Josefina Cornejo
publicó el siguiente texto en El Trujamán del 28 de julio pasado.
¿Quién lo ha traducido?
Ayer,
a las nueve de la tarde, puse el punto final, por fin, a un proyecto que me ha
traído por la calle de la amargura estos tres últimos meses. Acabo de enviarlo
a la editora. Está entregado, mi parte está hecha. Pero ahora me asalta otra
preocupación. ¿Se venderá bien? ¿Gustará el libro? Mejor dicho, ¿gustará la
traducción?
He
traducido documentos privados de cierto personaje que no ha pasado a la
historia por sus grandes hazañas en pos del progreso de la humanidad.
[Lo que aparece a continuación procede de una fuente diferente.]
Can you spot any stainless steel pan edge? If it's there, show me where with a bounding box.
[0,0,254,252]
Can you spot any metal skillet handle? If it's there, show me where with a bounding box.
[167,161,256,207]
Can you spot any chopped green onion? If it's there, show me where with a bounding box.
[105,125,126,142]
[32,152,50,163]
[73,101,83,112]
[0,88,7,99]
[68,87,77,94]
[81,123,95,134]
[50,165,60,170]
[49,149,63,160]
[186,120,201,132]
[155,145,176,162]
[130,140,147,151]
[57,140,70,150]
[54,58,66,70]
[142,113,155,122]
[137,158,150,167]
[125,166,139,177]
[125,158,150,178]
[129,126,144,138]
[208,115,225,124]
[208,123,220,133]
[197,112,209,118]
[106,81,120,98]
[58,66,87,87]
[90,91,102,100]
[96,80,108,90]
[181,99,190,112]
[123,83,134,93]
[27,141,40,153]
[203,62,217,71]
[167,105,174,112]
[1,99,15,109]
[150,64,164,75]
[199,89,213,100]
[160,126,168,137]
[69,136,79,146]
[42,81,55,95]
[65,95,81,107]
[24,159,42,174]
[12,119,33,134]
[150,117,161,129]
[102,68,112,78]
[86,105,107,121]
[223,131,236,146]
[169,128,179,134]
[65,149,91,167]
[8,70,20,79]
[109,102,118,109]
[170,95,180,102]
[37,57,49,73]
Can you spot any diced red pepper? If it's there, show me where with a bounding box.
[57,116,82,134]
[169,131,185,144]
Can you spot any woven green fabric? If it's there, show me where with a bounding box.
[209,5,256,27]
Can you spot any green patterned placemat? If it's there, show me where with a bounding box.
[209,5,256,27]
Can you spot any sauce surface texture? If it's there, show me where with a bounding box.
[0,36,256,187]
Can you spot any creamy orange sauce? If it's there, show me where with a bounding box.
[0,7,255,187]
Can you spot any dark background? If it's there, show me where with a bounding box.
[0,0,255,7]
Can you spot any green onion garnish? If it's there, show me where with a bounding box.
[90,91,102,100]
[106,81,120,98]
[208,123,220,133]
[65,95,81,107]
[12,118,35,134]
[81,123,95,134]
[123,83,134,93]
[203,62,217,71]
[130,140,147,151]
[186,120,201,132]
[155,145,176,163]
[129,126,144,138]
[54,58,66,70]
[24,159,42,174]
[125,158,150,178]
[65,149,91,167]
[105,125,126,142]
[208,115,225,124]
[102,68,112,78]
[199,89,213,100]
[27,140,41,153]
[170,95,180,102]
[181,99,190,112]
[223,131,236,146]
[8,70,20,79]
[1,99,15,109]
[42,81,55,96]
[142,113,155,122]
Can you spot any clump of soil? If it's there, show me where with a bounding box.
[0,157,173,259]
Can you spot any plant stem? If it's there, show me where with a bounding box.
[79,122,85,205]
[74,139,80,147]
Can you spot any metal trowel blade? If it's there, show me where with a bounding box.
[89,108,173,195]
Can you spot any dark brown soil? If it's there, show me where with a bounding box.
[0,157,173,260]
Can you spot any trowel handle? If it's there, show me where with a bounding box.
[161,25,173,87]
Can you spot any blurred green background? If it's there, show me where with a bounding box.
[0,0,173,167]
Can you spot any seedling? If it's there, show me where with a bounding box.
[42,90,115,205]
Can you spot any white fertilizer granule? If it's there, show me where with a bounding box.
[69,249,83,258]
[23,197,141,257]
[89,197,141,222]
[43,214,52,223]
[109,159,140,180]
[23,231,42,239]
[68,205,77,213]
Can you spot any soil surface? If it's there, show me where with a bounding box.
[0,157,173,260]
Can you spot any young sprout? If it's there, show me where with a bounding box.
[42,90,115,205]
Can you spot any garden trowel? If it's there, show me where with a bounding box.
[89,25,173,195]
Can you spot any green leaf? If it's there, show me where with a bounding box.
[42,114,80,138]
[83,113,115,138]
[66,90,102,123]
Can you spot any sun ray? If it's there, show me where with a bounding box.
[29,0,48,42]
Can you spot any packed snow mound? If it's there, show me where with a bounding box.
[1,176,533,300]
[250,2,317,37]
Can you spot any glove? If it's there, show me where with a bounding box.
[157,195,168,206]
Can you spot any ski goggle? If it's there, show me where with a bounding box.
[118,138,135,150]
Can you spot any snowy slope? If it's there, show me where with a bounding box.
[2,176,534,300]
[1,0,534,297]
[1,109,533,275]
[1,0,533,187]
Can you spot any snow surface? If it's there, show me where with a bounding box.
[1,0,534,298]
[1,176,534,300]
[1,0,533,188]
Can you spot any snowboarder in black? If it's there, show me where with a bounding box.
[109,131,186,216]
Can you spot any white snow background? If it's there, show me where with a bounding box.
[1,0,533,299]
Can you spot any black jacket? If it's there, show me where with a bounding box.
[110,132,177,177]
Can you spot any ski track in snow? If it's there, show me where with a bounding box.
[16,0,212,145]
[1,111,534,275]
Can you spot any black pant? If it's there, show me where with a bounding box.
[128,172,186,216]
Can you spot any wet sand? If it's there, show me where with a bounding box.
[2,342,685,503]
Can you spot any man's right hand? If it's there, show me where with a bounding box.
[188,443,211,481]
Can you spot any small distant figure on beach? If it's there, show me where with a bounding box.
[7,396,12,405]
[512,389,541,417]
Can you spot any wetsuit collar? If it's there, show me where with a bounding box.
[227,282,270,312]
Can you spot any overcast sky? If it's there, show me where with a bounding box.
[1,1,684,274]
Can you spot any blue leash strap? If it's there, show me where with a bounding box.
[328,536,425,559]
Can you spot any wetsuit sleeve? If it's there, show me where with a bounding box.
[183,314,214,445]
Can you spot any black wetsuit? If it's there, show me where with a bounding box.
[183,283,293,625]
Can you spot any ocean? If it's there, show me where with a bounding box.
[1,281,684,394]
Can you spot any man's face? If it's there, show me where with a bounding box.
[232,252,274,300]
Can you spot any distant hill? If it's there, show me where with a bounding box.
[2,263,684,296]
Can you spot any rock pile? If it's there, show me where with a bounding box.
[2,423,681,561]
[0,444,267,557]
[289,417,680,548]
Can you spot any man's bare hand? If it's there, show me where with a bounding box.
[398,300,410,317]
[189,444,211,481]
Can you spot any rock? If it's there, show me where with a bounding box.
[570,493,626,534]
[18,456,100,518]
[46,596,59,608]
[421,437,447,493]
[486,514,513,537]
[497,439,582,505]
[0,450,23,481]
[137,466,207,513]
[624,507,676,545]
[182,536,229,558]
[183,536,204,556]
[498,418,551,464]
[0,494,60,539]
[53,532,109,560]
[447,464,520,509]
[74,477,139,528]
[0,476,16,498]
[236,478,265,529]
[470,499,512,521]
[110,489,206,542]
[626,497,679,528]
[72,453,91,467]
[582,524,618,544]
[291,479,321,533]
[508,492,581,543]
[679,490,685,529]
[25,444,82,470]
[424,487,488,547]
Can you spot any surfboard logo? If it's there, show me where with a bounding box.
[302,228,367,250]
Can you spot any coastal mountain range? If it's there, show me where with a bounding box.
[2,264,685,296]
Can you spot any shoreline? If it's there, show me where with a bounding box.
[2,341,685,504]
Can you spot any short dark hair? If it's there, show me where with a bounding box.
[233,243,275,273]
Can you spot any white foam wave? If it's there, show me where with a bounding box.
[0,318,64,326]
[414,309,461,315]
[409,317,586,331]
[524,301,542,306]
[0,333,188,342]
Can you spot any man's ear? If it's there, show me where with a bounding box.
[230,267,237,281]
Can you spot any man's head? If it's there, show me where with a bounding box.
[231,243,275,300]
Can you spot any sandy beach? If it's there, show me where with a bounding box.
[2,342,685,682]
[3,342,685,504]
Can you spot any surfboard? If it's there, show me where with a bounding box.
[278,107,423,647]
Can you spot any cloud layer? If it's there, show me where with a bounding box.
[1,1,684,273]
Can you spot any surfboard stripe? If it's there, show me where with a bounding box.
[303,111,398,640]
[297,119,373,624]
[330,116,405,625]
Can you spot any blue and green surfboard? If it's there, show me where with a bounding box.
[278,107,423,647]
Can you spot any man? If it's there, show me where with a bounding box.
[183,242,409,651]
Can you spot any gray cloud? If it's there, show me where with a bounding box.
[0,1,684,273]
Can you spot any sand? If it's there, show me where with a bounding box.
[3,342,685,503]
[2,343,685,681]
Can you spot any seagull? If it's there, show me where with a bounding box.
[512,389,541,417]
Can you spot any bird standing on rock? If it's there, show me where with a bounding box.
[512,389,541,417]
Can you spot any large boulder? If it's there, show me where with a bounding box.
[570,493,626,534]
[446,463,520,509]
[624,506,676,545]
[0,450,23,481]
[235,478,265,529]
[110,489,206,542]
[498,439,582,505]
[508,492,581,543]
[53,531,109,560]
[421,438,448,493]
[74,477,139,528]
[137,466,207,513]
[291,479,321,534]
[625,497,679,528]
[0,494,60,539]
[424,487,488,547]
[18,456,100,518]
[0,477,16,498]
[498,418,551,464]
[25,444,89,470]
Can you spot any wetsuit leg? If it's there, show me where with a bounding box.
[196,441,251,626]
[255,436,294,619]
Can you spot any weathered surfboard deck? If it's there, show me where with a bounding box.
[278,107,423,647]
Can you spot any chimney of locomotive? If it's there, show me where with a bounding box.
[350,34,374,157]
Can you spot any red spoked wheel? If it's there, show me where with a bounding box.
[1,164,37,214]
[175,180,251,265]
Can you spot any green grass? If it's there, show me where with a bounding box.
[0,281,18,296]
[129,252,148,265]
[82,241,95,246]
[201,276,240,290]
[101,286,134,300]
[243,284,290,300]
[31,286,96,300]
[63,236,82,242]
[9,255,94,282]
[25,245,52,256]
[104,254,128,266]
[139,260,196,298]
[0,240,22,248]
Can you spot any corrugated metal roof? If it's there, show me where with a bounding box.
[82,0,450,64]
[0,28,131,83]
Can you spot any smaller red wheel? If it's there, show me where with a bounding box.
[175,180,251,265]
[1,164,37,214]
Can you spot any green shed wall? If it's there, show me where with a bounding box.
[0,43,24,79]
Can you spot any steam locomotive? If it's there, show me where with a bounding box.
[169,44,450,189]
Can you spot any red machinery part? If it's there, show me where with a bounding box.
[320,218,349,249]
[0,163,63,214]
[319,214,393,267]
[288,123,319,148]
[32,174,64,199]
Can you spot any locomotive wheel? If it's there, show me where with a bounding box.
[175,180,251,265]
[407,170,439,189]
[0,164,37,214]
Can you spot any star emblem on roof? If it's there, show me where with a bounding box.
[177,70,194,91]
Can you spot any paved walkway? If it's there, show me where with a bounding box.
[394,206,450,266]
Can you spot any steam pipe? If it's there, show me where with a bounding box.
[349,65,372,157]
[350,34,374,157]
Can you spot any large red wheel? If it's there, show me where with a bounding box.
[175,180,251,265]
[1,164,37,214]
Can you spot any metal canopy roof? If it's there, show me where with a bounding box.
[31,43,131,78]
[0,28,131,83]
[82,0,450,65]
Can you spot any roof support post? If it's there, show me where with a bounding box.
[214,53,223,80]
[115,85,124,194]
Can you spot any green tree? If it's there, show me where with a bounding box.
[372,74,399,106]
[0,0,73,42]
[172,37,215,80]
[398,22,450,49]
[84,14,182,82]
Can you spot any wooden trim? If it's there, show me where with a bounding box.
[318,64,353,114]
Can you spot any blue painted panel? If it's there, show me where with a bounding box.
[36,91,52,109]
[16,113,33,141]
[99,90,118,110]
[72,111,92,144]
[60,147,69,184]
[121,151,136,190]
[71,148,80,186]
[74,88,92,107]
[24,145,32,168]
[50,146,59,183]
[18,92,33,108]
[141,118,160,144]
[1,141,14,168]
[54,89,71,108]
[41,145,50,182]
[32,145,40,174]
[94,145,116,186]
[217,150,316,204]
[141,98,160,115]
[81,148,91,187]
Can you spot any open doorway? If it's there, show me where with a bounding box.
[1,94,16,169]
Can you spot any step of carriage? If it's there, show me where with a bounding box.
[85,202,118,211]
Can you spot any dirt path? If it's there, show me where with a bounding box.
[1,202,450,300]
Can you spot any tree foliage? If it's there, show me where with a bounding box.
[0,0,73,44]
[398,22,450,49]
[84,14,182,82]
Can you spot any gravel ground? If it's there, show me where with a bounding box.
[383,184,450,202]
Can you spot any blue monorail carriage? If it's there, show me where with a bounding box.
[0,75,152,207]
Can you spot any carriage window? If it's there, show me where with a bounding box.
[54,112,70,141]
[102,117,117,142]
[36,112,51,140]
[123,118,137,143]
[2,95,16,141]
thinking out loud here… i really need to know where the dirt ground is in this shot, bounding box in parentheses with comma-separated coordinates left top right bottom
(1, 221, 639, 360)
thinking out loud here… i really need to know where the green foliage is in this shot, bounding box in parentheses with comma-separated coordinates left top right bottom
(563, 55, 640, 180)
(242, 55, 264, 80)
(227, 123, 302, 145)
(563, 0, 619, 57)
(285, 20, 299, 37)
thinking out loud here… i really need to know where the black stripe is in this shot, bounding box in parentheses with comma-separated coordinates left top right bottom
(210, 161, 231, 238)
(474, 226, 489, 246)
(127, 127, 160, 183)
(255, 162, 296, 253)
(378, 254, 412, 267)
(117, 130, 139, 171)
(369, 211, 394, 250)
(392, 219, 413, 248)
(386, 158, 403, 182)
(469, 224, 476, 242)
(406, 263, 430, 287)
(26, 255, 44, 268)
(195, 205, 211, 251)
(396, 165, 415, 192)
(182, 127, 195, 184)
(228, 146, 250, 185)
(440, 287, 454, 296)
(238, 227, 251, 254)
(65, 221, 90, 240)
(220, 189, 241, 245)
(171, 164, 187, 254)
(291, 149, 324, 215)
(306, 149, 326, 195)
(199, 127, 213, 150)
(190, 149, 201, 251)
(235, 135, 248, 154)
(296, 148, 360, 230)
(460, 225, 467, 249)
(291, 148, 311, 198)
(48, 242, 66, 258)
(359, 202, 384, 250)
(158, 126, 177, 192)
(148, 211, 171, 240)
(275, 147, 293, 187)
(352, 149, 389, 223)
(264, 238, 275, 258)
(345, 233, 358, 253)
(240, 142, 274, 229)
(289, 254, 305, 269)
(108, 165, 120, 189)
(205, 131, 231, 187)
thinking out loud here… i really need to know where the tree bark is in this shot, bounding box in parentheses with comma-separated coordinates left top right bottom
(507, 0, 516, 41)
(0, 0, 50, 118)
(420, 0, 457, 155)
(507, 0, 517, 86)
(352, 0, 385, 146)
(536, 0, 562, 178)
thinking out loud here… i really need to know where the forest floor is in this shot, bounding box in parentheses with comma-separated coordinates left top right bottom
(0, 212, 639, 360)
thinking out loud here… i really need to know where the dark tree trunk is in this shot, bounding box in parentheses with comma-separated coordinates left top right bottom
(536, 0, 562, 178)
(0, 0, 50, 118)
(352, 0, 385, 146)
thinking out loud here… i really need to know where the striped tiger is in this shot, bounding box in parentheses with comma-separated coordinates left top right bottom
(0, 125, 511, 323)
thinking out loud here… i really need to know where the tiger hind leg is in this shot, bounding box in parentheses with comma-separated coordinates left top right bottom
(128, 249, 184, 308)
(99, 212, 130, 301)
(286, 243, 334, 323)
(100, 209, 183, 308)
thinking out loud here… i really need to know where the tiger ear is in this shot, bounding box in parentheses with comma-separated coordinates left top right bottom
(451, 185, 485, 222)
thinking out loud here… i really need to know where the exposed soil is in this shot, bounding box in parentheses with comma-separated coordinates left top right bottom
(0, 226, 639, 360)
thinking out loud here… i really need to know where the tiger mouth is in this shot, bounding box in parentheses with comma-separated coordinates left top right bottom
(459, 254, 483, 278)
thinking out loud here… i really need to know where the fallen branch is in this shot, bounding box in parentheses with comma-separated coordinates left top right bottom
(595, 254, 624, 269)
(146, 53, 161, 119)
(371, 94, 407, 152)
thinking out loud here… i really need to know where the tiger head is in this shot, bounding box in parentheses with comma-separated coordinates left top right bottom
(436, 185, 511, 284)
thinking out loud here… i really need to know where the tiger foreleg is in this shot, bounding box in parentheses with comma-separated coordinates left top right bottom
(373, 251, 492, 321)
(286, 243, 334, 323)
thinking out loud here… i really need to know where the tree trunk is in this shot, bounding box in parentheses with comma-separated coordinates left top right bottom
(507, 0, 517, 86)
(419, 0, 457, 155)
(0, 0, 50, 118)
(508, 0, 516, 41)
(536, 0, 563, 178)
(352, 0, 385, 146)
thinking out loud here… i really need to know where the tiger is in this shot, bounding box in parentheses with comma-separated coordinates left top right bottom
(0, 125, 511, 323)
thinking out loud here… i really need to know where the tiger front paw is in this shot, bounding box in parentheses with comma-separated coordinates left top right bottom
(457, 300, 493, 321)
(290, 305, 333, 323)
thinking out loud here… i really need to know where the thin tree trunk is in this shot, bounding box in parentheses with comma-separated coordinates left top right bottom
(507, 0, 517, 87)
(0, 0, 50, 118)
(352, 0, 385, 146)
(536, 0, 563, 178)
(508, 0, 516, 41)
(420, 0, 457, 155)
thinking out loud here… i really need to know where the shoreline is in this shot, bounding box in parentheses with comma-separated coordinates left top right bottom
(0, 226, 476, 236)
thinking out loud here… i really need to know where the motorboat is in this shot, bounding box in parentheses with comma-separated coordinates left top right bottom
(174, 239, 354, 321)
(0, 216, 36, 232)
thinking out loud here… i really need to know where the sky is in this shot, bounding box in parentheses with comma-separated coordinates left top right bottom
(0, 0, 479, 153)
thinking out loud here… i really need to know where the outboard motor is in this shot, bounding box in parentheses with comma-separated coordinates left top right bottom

Será
recordado más bien como artífice, autor e impulsor de una de las mayores
matanzas de las que fue testigo el siglo que dejamos atrás hace ya unos años.
He vertido al español, pues, la cotidianidad familiar de tan infame figura. Y
resulta que, más allá del valor histórico que puedan representar, puesto que se
concibieron en los años de mayor terror y crueldad, tales escritos están
repletos de faltas ortográficas, hacen gala de una pobre sintaxis, ignoran las
reglas de puntuación y utilizan un alemán llano, muy llano, que solo de vez en
cuando se adorna un poco. En fin, este señor, que pronunció discursos
rimbombantes con una retórica en ocasiones un tanto complicada, en los que
gustaba de referencias a grandes autores del pasado y en los que de continuo
evocaba a sus ancestros, los dioses nórdicos y las raíces privilegiadas y
exclusivas de su pueblo, en su vida privada resulta anodino y, pese a escribir
mucho, descubrimos que no lo hacía muy bien. Sus cartas y diarios nos muestran
a un tipo relajado que no hace gala de alardes literarios; no hay ninguna pretensión
en ellos, como tampoco la hallaremos en la traducción. No es tarea del
traductor corregir el texto, ¿cierto? Pero, ¿lo entenderá así el lector?
¿Escucharemos eso tan manido de «la traducción es muy mala»? ¿Se culpará a
quien la firma de la mediocridad del material?
Observo
desde hace un tiempo que cualquiera —sea lector asiduo, lector esporádico o
alguien que apenas haya pasado las páginas de un libro— se atreve a juzgar
nuestra labor sin más. «Qué pena cuando el libro está mal traducido», escuché
hace unas semanas de boca de una persona que se precia de leída. ¡¿Cómo?! No
creo que tenga la costumbre de leer la traducción al tiempo que la contrasta
con el original. Sinceramente, lo dudo. Entre otras cosas, porque el comentario
en cuestión lo hizo a propósito de una novela escrita en un idioma bastante
alejado del nuestro y con el que guarda bien pocas similitudes: el húngaro.
Me
viene a la memoria otra sutil observación de una compañera de mi
clase de conversación —por esto de no perder el dominio oral tras tantos años
de esfuerzo, trabajo y, admitámoslo, dinero—. Me preguntó que si traducía
libros. He de admitir que aprecio, eso sí, cierta curiosidad en el otro cuando
confiesas que te dedicas a la traducción. Asentí con la cabeza. «¡Qué interesante!»,
dijo uno de los presentes, quien también quiso saber si mi nombre aparecía
impreso. «Sí, pero, bah, la única persona que lo busca es mi madre», reconocí.
«Y yo, cuando el libro está mal traducido», afirmó otro de los que allí se
encontraban. ¿Habrase visto semejante…? No, si ahora resulta que todo el mundo
tiene nociones (¿someras?) de inglés, francés, alemán, y también de ruso,
polaco o chino, o lo que se tercie. Y, por supuesto, no se me ocurre cuestionar
el magistral manejo del español de estos lectores, ya sean asiduos, esporádicos
o que apenas hayan pasado las páginas de un libro. Faltaría más.